Avakian says workers and businesses will be hurt by the use of arbitration clauses in employment contracts to bar workers from joining class-action lawsuits over workplace issues. High court voted 5-4 to side with the prohibition.
Peter Wong, Tuesday, May 22, 2018
State Labor Commissioner Brad Avakian says a U.S. Supreme Court decision will prove troublesome to businesses, not just workers.
“That was an absurd decision,” Avakian said Monday, May 21.
Avakian’s reference was to a 5-4 decision, which the Supreme Court issued Monday in three consolidated cases, that allow businesses to use arbitration clauses in employment contracts to bar workers from joining class-action lawsuits over workplace issues.
Under arbitration, a third party settles the dispute – and there is usually no alternative resolution.
The decision affects an estimated 25 million employment contracts.
“Arbitration agreements limit people’s ability to go to court if they want a jury trial,” Avakian said. “That was a strike against workers.”
The court ruled in a 2011 case that businesses can invoke arbitration clauses to bar consumers from filing class-action suits.
But in two of the three cases brought to the high court – all of them arguing that workers were underpaid – federal appeals courts ruled in favor of allowing class-action suits on wages and working conditions.

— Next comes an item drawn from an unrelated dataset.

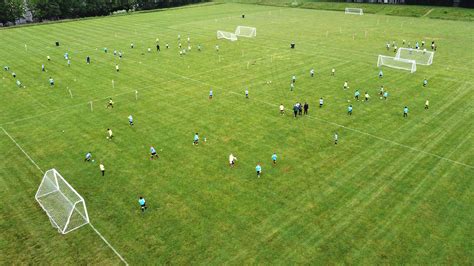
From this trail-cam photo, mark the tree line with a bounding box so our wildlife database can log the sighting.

One appeals court, however, did not – and the conflicting rulings prompted the high court to act.
Now individual workers will have to file separate lawsuits.
“For employees, class-action suits do not put all the burden of financing or supporting a case on one individual who might be going after a giant corporation,” Avakian said. “It balances the power by letting employees join together and carry the burden.”